Cependant quand la guerre s'achève, rien n'est fini... Après la capitulation du Japon, les alliés débarquent et le gouvernement crée des 'maisons de réconfort' pour les forces alliées. Des japonaises de familles pauvres sont devenues des esclaves sexuelles... Pourquoi mettre de côté les bonnes vieilles habitudes... Cependant des voix se sont élevées pour parler de ces atrocités.
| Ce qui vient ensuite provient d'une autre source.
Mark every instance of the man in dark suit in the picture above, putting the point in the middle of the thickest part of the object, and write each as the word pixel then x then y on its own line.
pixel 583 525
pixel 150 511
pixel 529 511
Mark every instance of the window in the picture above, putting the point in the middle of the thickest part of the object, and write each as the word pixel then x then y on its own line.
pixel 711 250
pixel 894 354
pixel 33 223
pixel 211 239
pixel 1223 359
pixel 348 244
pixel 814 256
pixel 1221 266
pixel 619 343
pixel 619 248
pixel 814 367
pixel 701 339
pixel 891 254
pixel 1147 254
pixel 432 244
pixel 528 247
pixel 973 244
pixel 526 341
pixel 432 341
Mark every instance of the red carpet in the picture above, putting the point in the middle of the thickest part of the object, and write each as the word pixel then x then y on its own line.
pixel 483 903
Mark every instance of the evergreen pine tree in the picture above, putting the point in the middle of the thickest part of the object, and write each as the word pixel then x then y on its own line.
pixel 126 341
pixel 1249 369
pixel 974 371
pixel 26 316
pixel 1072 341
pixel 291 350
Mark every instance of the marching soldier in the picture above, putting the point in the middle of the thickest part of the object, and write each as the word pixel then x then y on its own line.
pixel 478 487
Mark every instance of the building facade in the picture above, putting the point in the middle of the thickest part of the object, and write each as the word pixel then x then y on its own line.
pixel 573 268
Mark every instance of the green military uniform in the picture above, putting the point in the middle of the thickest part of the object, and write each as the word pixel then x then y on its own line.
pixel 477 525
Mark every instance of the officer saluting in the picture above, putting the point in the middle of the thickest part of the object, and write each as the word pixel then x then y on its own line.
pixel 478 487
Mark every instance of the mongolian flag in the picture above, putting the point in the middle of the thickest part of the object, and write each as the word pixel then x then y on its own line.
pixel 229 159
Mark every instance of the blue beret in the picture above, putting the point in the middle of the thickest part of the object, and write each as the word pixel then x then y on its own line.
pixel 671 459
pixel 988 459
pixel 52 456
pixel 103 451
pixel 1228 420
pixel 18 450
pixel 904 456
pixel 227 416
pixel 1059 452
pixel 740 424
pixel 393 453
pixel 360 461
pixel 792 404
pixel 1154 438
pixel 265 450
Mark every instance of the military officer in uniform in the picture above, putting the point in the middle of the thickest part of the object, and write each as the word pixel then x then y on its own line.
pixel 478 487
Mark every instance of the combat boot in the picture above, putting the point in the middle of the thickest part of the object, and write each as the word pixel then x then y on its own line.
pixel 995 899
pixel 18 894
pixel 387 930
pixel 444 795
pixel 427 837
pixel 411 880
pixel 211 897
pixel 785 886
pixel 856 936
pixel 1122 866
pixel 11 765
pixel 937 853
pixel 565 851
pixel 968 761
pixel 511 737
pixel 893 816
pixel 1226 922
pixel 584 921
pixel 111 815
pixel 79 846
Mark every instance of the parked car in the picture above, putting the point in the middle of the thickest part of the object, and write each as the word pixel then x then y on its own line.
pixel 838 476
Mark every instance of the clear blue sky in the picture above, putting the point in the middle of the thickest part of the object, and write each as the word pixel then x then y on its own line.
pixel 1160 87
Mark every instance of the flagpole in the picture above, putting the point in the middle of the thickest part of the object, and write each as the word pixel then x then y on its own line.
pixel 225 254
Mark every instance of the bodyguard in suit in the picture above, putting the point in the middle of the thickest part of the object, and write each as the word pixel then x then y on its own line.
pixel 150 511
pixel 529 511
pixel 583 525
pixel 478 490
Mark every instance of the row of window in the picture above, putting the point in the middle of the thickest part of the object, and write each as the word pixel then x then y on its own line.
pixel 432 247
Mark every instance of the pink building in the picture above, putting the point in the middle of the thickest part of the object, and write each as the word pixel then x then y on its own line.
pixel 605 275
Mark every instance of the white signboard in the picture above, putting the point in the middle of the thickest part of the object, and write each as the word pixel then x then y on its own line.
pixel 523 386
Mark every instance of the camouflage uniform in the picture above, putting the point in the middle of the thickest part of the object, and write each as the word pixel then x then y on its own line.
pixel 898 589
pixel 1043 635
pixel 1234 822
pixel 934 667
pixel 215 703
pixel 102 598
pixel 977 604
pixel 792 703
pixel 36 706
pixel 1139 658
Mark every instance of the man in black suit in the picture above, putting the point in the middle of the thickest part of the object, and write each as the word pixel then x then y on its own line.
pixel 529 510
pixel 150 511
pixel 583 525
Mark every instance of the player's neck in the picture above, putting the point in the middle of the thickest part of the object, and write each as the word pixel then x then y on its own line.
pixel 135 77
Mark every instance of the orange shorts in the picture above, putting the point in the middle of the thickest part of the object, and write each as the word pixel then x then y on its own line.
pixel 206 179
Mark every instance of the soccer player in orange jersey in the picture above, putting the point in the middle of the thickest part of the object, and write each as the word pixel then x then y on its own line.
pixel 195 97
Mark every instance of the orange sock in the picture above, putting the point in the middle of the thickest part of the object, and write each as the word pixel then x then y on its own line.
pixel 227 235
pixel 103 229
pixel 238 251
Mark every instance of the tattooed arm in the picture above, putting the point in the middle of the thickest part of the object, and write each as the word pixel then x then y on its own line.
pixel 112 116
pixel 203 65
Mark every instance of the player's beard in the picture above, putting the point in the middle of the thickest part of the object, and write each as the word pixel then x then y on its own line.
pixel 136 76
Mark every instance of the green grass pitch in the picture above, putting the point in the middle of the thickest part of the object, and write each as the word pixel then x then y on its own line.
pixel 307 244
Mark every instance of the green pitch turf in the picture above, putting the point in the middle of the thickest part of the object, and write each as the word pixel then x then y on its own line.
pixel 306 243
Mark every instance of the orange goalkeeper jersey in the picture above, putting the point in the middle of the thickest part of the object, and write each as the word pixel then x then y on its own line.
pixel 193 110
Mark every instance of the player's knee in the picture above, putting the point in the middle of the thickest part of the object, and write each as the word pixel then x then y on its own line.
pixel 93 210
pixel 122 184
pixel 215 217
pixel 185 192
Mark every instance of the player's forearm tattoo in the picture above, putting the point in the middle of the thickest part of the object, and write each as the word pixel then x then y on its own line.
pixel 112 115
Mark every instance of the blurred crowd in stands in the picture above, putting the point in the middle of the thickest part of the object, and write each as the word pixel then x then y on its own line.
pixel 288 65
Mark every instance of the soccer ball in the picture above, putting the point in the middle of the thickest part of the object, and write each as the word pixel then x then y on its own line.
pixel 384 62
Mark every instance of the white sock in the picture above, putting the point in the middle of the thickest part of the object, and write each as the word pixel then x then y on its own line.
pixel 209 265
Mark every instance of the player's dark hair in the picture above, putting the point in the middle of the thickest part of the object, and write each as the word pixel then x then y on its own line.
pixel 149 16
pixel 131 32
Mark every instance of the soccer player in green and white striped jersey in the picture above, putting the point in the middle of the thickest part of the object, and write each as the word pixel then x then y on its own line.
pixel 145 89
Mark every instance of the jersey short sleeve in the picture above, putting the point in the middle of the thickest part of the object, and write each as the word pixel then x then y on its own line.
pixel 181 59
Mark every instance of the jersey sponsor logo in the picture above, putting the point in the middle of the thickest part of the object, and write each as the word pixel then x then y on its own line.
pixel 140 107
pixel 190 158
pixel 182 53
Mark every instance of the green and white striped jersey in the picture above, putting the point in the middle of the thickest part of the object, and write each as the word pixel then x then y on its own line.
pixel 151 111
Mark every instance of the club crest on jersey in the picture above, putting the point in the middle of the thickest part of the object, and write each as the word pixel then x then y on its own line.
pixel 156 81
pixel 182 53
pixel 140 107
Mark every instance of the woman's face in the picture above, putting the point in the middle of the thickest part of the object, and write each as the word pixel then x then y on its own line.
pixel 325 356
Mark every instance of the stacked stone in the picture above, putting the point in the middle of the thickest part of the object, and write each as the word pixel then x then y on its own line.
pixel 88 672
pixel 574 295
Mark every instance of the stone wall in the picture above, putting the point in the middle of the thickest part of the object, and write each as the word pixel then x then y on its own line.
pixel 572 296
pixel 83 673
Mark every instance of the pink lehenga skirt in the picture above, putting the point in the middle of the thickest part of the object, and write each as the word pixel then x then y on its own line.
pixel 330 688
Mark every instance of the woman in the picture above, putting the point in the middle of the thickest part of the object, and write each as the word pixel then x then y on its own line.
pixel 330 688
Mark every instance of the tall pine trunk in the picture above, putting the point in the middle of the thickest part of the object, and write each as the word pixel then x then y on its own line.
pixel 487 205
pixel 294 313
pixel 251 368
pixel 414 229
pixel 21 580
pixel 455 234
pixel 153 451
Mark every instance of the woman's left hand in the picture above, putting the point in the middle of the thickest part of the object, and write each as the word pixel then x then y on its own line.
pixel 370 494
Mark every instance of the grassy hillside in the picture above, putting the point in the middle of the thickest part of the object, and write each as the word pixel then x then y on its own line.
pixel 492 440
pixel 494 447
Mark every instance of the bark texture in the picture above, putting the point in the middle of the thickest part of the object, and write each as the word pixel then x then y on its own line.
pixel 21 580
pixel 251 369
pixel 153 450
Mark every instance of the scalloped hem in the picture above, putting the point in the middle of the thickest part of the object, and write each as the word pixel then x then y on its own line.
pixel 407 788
À la question pourquoi n'ont-elles pas parlé avant ? L'auteure nous répond 'Parce qu'elles ont été victimes de viol'. C'est vraiment horrible comme raison... La honte, la peur du rejet, les accusations les culpabilisant les ont forcées à se taire. Jung Kyung-a en profite pour nous parler du viol en Corée du Sud en nous disant qu'une victime à plus à perdre qu'à gagner en dénonçant ce qu'elle a vécu. Mais les lieux communs tels 'c'est la guerre, les hommes sont comme ça' ou 'Peut-être qu'elle l'a provoqué' existent aussi en Occident. Cette accusation de provocation n'est sans doute pas prête de changer : ici. Vous me direz que ce n'est pas en temps de guerre, que ça n'a rien à voir. Pourtant ce genre de comportement laisse clairement sous-entendre les dérives possibles en période de conflit. De là, on peut s'interroger sur le statut des femmes quand une guerre éclate. Celle de ces esclaves sexuelles n'avaient plus rien d'humain : 'marchandises' qu'on livrait plus rapidement que des moyens communications mais aussi 'nourriture' ou 'défouloir' des soldats dont la frustration liée aux brimades de leur supérieur rejaillissait.
Le livre de Jung Kyung-a se positionne dans une prise de conscience. Elle parle pour les coréennes mais pas seulement.
"Je dédie ce livre aux victimes du système des femmes de réconfort de l'armée impériale japonaise et à toutes celles qui souffrent à cause de la guerre dans le monde entier."
Pendant la seconde guerre mondiale, il y a eu des esclaves sexuelles en Allemagne. En Bosnie, la même chose est arrivée et peut-être que dans 10 ans, 20 ans, d'autres femmes de d'autres pays témoigneront... C'est juste un sentiment mais je n'ai pas l'impression que l'Homme apprenne réellement du passé.
Quelques liens/pistes intéressant(e)s :
• Dossier complet sur Femmes de réconfort
Femmes de réconfort par Jung Kyung-a
• Le musée en ligne sur les victimes de l'esclavage sexuel japonais
Hermuseum
• La maison du partage
Nanum
Film de Lu Chan sur le Massacre de Nankin : City of life and death (Nanjing, Nanjing)
50 years of silence, l'autobiographie de Jan Ruff O'Herne
Un lien récent, Radioasia.
La situation à Taiwan : Protesters demonstrate for Japan's ‘comfort women’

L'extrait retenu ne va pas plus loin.